Hayatımızı en derinden etkileyecek olan para birimi tabii ki dolar. Biz, TL kazanıyor ya da TL harcıyor olabiliriz. Ama TL harcarken satın aldığımız ürünlere dolar bazında ödeme yapıyoruz. Örneğin bu haberi okurken kullandığınız akıllı cep telefonu bugünkü maliyetlerle en ucuz telefon olsa 2 bin lira ödenmiş olması gerekir. 2 bin lira asıl değeri mi? Hayır. Bugün bir iPhone 13’ün en fazla 4 ya da 5 bin lira olması gerekiyorken 30 bin liralardan bahsediyoruz. Bu sadece akıllı telefon için geçerli, telefona gelene kadar hayatımızı etkileyen daha neler var neler.
Atilla Yeşilada’nın da bahsettiği gibi dolar gelecekte çok daha karanlık duruma sokacak bizi.
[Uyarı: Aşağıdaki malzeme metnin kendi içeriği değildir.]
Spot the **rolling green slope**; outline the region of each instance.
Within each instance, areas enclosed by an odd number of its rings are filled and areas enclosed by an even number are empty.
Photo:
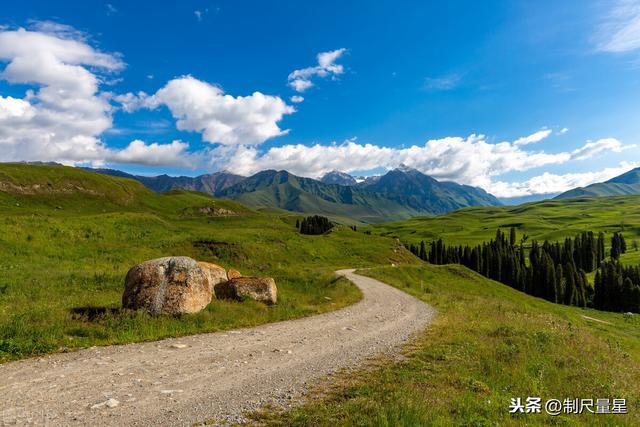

Türkiye Cumhuriyeti Merkez Bankası’nın dahi yılsonu dolar tahmini 16 lira gelin gerisini beraber hesap edelim. 2021 yılı için yılsonu dolar tahmini yapan TCMB 7 lira vermişti. Ancak 2021 yılını 16 lira ile kapattık. Bu da sonumuzu kendi elimizle hazırladığımızın en büyük göstergesidir. Eğer 2022’yi kapatıl 2023’e giderken daha dikkatli olmazsak 2024 ve 2025’li yıllarda çocuklarımıza daha fazla borç bırakacağız.
Atilla Yeşilada, bu hükümetin hastalığı değil ağrıyı tedavi ettiğini belirtti. Yuvam hesabı açabilen yurt dışında yaşayan Türkler, artık tasarruflarını Türk bankalarında biriktirebiliyor ve burada Dolar ve Euroları üzerinden vadeli mevduat geliri elde edebiliyorlar. Hükümette biliyor bu önlem çalışması, gelen enflasyon tsunamisini sadece görebilir. Durduramaz, yok sayamaz, silemez. Bu hastalığı değil ağrıyı tedavi etmektir. Eğer hükümet daha gerçekçi ekonomik politikalar geliştirmezse sonumuz çok daha kötü olabilir gibi ifadelere yer verdi.